Comme toujours, l’Afrique subsaharienne, du fait de ses faiblesses surannées, telles que les conflits et crises sanitaires, demeure dans les profondeurs du classement de Transparency international. 50% des pays aux scores les plus bas, les «bottom scorers», sont en Afrique, à l’instar du Soudan du Sud, de la Somalie, de l’Erythrée, de la Lybie et de la Guinée Equatoriale dont les scores I.p.c vont respectivement de 8 à 13.

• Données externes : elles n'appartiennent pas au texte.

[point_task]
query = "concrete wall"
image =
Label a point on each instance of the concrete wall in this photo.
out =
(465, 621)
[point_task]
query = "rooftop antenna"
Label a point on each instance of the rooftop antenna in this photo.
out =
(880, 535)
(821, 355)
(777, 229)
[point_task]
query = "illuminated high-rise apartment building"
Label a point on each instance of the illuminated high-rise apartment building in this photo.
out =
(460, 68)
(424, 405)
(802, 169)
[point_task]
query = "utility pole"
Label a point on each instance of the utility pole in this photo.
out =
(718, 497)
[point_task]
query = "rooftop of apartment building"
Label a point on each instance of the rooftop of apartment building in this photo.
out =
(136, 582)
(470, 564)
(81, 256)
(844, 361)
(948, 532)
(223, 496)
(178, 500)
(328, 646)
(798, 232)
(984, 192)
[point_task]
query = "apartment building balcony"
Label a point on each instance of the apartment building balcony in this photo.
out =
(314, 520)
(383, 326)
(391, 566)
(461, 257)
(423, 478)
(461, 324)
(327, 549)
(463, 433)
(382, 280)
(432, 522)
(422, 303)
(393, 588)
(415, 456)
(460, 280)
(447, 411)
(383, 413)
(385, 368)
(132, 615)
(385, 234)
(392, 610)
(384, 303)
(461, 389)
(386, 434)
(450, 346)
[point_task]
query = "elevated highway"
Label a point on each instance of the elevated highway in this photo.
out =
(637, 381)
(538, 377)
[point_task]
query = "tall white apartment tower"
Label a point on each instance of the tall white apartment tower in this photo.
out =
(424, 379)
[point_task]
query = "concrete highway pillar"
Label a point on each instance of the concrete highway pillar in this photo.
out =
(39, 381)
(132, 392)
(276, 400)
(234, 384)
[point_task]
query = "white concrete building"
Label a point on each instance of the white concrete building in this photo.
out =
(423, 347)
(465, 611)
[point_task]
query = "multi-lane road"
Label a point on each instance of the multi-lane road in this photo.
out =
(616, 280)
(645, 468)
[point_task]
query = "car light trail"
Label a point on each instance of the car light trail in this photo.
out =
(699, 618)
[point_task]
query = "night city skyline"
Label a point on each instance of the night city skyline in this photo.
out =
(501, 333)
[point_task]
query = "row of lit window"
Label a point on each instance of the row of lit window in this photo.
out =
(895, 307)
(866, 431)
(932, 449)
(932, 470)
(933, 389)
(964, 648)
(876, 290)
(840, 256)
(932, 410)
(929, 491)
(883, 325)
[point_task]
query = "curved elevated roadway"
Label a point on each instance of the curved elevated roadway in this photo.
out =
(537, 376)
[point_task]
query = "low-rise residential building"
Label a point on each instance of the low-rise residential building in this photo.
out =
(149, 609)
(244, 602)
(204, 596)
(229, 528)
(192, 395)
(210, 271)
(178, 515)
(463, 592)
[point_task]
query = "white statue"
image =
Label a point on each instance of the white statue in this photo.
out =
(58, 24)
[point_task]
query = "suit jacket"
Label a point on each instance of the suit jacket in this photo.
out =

Le rapport annuel sur l’I.p.c 2024 (Indice de perception de la corruption) de Transparency international révèle, à n’en point douter, comme le souligne François Valérian, président de cet organisme indépendant de lutte contre la corruption, que celle-ci ne cesse d’être, pour les Nations, une menace qui sape non seulement les fondements de développement des Nations, mais aussi provoque le déclin de la démocratie, l’instabilité et les violations des droits humains. Le fléau gangrène et bon nombre de pays obtiennent des niveaux de corruption alarmants. Plus de deux tiers des 180 pays, selon le rapport de Transparency international, obtiennent une note inférieure à 50%, la note 100 étant taxée d’absence de corruption dans un pays et 0 étant la note qui traduit une forte corruption.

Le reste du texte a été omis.